No Time to Age: Uncoupling Aging from Chronological Time

Round 1

Reviewer 1 Report

The review by Larocca et al. entitled "No time to Age: Uncoupling Aging from Chronological Time" summarizes a complex bulk of information that biologists and aging scientists have been discussing for several decades. In addition, they explore the reprogramming of cells as a mean to reverse the tick of the biological aging clock. the authors start exploring differences between different organisms lifespan and germline vs somatic cells. They explore three biological clocks (telomere, DNA methylation and transposable elements). This is a very comprehensive manuscript, I have only some minor comments.

Comments:

Lines 35-37: Please add a reference for the wear and tear mechanisms.

Lines 145-148: Although introduced later you can include the references for HIV and progeria earlier.

Lines 166-167: Please introduce the Hayflick limit theory.
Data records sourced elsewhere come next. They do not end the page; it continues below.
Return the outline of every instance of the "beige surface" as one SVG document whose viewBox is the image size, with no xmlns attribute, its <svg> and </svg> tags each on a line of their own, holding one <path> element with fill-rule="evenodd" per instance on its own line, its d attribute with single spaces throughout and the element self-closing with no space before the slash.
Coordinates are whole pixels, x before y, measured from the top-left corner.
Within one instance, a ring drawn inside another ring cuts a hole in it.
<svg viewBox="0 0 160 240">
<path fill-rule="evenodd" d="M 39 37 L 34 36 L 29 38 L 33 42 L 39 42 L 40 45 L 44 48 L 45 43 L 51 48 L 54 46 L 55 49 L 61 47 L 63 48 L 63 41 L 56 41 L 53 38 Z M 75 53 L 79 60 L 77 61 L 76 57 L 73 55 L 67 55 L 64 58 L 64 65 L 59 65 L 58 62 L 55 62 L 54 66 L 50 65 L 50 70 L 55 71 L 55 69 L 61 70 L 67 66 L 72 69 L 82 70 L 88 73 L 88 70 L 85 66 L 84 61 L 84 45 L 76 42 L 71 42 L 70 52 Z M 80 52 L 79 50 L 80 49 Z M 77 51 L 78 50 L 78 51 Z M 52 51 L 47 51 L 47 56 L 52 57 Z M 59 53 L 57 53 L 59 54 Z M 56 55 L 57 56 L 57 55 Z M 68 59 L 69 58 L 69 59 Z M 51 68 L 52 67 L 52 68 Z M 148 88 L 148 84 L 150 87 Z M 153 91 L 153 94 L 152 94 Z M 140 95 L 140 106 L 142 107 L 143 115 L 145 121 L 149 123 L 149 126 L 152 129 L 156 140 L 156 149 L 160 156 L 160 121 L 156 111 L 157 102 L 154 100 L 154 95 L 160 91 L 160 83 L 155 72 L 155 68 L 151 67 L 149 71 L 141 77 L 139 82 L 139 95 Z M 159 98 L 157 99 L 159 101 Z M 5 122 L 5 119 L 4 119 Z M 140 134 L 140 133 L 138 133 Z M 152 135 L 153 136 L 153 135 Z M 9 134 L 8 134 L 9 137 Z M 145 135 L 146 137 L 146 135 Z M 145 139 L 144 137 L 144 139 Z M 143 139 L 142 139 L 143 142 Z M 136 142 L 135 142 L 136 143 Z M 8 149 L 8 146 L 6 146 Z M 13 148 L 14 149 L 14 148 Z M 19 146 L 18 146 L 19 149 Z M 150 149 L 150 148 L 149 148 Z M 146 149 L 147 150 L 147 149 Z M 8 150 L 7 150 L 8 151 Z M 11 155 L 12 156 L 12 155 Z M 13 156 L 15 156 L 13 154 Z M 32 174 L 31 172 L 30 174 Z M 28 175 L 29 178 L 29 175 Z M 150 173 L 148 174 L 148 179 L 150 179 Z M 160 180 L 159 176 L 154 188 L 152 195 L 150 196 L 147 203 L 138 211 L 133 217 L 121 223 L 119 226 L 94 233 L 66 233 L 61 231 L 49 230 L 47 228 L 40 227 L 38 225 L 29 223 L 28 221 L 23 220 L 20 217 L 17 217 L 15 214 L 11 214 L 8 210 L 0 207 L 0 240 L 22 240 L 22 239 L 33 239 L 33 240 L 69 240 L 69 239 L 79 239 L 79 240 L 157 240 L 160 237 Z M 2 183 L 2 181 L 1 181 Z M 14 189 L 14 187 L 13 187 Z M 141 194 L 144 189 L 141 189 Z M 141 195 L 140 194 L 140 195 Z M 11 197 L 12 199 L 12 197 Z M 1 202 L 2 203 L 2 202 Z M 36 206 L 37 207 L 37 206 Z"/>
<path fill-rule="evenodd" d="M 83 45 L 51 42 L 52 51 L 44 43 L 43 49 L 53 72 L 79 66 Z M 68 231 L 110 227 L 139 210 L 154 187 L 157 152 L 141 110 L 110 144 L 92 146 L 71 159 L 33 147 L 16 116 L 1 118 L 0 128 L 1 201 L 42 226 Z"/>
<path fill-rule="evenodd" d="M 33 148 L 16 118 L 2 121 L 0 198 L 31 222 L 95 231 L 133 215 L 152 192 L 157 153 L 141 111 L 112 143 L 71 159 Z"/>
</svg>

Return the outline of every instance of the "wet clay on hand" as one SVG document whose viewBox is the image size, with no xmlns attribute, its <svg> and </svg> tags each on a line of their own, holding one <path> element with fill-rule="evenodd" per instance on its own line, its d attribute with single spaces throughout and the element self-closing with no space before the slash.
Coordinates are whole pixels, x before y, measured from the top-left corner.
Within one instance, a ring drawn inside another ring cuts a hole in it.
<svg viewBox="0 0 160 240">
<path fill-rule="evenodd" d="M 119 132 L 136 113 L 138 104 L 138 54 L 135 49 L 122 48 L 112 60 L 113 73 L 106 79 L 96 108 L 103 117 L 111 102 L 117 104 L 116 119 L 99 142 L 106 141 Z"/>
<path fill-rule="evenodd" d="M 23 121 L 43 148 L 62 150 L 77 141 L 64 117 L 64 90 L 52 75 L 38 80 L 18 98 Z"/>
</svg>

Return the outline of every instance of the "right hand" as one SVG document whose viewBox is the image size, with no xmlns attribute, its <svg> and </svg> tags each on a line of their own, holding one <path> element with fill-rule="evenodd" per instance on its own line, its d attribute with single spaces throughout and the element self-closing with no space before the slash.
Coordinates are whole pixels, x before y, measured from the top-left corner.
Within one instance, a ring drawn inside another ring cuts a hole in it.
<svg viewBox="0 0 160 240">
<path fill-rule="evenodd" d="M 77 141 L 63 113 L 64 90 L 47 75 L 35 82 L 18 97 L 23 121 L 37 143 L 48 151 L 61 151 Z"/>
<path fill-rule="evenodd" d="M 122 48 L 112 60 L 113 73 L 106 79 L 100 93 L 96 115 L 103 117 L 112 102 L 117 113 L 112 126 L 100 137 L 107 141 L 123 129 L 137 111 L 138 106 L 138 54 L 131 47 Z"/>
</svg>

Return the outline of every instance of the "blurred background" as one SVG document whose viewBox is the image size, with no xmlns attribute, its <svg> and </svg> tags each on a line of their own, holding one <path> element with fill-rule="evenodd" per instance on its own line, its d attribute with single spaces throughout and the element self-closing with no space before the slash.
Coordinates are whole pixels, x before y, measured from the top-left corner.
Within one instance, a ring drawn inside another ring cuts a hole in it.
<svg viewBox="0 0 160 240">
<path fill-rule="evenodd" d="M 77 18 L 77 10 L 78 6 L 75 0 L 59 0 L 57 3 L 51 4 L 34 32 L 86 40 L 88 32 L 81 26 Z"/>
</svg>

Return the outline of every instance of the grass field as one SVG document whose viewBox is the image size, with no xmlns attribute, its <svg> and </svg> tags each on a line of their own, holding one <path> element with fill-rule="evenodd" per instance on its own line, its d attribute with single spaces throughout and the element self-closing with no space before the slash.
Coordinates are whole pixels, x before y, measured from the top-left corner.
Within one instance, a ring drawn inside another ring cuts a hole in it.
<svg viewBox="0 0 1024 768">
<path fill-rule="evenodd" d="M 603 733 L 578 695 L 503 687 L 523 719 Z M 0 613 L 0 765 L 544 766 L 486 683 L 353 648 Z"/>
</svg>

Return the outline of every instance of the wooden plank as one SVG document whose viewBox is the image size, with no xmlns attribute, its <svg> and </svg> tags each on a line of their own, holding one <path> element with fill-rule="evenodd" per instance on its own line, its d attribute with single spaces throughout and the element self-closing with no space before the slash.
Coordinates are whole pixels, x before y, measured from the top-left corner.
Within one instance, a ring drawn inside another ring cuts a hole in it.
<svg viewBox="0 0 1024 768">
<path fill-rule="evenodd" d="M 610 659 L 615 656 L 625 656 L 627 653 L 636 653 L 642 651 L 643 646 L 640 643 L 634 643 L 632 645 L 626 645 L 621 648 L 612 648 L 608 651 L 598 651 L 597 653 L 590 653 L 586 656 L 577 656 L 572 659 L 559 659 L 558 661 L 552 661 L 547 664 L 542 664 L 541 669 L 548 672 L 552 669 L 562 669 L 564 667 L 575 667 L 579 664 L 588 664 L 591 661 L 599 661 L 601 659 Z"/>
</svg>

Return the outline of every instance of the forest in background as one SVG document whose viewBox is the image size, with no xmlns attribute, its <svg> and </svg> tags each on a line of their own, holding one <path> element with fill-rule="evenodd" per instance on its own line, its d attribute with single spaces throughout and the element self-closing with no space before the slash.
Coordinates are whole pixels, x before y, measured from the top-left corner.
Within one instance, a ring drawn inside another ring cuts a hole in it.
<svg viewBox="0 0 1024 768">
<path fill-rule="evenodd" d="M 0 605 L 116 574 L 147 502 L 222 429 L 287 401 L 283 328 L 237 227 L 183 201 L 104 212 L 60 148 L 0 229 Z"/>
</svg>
Her it is disconnected.

Line 180-181: Do you mean "healthy diets"? could you be more specific?

Lines 205-206: There are several gestational clocks using placenta and cord blood with different levels of accuracy including Bohlin et al., and Knight et al. You can mention those here too including their potential problems (Simpkin et al.). Other markers such as the Fetal cell of origin (FCO, Salas et al.) have shown other markers of the transition between the fetal to adult markers.

Lines 243-258: One piece that is missing here is the mitotic clocks (epiTOC and epiTOC2, Teschendorff et al), which are important to clarify the somatic ticking of the clocks.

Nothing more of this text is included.